Albert Szent-Gyorgyi

Communication and Transparency

The research and development unit at Elbrit is an integral part of our operation and one parented by a dynamic and expert team dedicated to overseeing the lifecycle of our products and ensuring that standards of researching, reporting and recording drug efficiency and drug safety are upheld and shared transparently.

In order to operate a consistent and cohesive research and development process, our team understands that the science we collect before, during and after treatment is best shared, correlated, compared and corroborated with other industry experts. Our in-house R&D team communicate regularly with doctors, physicians and other medical experts in order to build a broader landscape from which to examine our medicine and its effects. This imparting of knowledge across a network of industry experts allows Elbrit’s R&D team to strengthen our understanding of our product family and its reach within the community.

It is by monitoring, assessing and documenting the success pattern of a drug upon a patient’s health that we can continue to introduce the most innovative and effective products into the marketplace. With transparency and a mutual ethos, we believe the combining of shared expertise coupled with innovative development will ensure our continued commitment to supplying the most seamless and successful courses of treatment for our patients.

Our Patient. Our Priority

We endeavour to produce the highest quality medicine within our power and although our products undergo exhaustive regulatory testing in accordance with health guidelines, all medicines can still carry risk of side effects or adverse reaction. It is therefore important that physicians and patients themselves are mindful and vigilant in the monitoring and reporting of uncommon or unusual changes.

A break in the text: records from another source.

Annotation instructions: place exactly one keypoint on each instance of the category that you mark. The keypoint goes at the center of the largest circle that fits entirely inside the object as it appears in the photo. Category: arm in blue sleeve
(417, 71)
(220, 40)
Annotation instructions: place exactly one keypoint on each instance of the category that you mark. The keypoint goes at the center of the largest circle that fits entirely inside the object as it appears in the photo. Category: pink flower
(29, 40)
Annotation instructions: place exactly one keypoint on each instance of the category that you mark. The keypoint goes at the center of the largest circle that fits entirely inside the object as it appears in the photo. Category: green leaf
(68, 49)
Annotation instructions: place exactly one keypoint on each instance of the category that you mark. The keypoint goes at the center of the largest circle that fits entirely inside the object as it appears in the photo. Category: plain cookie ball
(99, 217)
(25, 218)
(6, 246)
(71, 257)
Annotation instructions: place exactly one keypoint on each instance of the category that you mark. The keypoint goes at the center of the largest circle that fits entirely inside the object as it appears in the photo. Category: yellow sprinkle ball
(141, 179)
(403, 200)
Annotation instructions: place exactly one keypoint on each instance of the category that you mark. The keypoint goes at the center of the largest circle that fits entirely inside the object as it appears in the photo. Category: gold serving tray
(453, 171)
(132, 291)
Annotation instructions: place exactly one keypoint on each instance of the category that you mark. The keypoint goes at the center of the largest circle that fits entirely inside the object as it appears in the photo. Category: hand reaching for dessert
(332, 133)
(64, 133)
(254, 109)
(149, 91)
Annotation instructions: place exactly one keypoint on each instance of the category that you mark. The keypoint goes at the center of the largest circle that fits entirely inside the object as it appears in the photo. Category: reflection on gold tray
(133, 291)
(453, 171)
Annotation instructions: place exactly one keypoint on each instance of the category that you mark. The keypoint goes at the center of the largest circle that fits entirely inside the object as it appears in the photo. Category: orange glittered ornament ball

Pharmacovigilance is the science of monitoring, assessing, understanding, analysing and reporting the safety and safe use of pharmaceutical drugs.  To learn more about the work carried out by Elbrit’s Pharmacovigilance unit or to submit a question please click here.

We encourage all our patients to be as well-versed and educated as possible in the safe handling and administering of our medications. Here are a few tips to best practice when beginning a course of treatment.

  • Alert your doctor/physician to any historical and/or ongoing medical issues that may interfere or compound a new prescription. These can include but are not limited to: pregnancy, mental health, vulnerable age, breastfeeding and physical or mental ailments already receiving treatment.
  • Ask your doctor/physician what side effects may occur from your prescription and in what time period. Ask when improvements are likely to take effect, so that you can track your progress in accordance with the professional estimate.
  • Always thoroughly read the instructions provided with your medicine. Observe all possible side effects no matter how seemingly minor. Pay attention to warnings about mixing medicines and refrain from participating in activities that are unadvisable during treatment.
  • Adhere to the dosage and timings stipulated.
  • Keep an inventory of how you are reacting in mind and body to your treatment. If you recognise adverse symptoms or unspecified side effects please contact your doctor/ physician immediately.

The Research and Development team at Elbrit are diligent in their efforts to oversee production, monitor and modernise the risks and successes of pharmaceuticals and to deliver to the patient the most innovative, translatable and sustainable course of treatment available.